Matthew Weiner predicts some viewers probably won't like the ending of Mad Men.

In a revealing interview with Esquire, the creator and executive producer of the Emmy-winning AMC series admits he's already steeling himself for unhappy feedback when the show finally wraps next spring.

"The road has been paved for a mixed review, no matter what," said Weiner. "I do what I've always done on the show and rely on the people around me. The actors, the writers and my wife all liked it, so that's all I can go on at this point."

But by this stage of the game, Weiner is accustomed to public critique of his time-warp series set in the sixties New York advertising industry.

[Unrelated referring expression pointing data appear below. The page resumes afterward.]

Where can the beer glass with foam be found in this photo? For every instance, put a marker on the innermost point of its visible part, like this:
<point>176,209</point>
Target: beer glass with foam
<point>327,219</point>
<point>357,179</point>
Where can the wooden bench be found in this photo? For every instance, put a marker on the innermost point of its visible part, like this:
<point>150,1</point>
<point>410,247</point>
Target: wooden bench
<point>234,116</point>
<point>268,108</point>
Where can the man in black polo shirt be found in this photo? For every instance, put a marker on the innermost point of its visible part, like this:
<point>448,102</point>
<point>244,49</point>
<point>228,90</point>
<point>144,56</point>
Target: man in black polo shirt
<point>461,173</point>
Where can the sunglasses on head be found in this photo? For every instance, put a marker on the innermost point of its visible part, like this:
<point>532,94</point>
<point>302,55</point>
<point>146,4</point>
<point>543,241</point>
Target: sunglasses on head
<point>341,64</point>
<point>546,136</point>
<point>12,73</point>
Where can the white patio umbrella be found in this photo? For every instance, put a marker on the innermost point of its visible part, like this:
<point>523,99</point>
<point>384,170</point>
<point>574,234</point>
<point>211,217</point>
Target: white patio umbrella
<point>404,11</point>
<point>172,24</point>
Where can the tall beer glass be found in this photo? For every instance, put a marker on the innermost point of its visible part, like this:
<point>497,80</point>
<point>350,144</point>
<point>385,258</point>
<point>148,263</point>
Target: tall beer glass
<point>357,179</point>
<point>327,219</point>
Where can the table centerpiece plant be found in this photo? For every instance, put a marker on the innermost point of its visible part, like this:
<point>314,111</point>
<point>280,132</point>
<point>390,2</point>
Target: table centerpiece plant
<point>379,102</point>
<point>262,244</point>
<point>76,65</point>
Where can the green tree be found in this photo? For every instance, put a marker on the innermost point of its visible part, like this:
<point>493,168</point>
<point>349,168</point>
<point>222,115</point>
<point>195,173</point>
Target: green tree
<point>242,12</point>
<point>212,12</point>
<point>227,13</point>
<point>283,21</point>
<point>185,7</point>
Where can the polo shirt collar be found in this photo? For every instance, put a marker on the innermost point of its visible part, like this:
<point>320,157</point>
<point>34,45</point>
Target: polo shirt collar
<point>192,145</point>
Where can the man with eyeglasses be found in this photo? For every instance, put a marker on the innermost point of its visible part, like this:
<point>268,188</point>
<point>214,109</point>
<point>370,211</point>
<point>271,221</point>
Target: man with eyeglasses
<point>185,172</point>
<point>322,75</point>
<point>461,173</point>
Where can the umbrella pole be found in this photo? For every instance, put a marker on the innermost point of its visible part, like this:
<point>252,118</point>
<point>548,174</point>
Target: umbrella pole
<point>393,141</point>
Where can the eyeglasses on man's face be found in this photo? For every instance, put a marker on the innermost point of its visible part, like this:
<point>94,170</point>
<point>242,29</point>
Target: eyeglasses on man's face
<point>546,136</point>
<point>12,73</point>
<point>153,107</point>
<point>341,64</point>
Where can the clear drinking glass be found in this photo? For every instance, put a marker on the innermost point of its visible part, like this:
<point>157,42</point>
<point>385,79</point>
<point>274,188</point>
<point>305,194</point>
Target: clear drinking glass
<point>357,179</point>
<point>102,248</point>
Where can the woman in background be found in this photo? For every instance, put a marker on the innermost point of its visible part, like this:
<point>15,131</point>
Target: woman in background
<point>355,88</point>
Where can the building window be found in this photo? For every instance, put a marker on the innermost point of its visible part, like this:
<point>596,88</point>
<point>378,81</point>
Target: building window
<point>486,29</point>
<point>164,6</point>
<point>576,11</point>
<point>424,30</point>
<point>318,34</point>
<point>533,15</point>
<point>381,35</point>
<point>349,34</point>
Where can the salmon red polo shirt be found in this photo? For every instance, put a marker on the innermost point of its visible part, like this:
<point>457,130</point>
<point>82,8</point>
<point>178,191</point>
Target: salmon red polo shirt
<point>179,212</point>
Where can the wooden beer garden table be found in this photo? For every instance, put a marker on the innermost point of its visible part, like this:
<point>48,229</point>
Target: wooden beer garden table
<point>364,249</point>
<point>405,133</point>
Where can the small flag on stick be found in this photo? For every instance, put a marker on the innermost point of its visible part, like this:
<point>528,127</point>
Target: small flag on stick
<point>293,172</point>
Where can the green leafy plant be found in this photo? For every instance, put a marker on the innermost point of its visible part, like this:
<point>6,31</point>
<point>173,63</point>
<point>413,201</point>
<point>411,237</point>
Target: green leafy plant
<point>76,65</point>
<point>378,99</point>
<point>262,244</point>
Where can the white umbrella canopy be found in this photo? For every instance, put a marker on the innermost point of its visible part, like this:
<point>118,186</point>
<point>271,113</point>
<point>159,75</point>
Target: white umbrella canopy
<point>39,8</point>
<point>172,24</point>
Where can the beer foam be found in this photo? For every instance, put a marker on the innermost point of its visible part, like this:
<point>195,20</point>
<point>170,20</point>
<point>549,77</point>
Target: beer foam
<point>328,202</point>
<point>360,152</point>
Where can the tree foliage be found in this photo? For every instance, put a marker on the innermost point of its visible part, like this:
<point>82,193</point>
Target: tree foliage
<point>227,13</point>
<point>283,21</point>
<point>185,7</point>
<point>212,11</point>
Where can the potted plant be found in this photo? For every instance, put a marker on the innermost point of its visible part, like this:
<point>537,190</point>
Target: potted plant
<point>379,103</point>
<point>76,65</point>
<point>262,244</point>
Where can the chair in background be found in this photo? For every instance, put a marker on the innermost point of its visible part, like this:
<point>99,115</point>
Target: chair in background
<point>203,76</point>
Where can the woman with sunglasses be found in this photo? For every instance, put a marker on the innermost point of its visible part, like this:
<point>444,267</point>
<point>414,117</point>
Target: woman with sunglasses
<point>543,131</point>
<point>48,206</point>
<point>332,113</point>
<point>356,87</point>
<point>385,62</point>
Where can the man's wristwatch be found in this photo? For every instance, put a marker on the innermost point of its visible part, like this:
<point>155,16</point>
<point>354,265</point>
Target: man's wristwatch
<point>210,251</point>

"I hate to say this – obviously ending the entire series is significantly more pressure – but it's been that way every year," said Weiner. "I never knew if the show was coming back for most of the series, so we treated every episode 13 like it was the end. It's very bittersweet and high pressure."

Launched by AMC in 2007, Mad Men is the first basic cable program to win the Emmy for outstanding drama series, which it accomplished in its first four seasons.

The Mad Men timeline documenting the fictional lives of ad man Don Draper (Jon Hamm) and other characters began in 1960 and left off in 1969 when the show finished the first half of its seventh and final campaign last May.

In the same interview, Weiner admits that before filming the very last Mad Men episode, he consulted with fellow producers who were also forced to find satisfying endings to their popular TV shows.

"Despite all that emotion, there has been this little safety net," said Weiner. "The people at Breaking Bad, Lost, everybody told us this, too, what a safety net it is to not be off the air yet. We all know that, whatever splitting the season meant, the true ending of the show hasn't happened yet."

And naturally, pulling the curtain down on an hour-long drama with a large ensemble cast has Weiner feeling sentimental about the relationships with his actors.

"Certain things, like Kiernan [Shipka, who plays Sally Draper], I've known this girl since she was six and seeing her there and her parents on her last day…I'm getting emotional just thinking about it," said Weiner.

But Weiner, who also worked as a producer and writer on the final two seasons of The Sopranos (including the cut-to-black finale episode that still has fans speculating), was composed enough to take home one souvenir from the Mad Men set: The bar in the office of tippling ad man Roger Sterling (John Slattery).

"Roger's bar is the happiest bar on the show," said Weiner. "So I always thought that would be nice."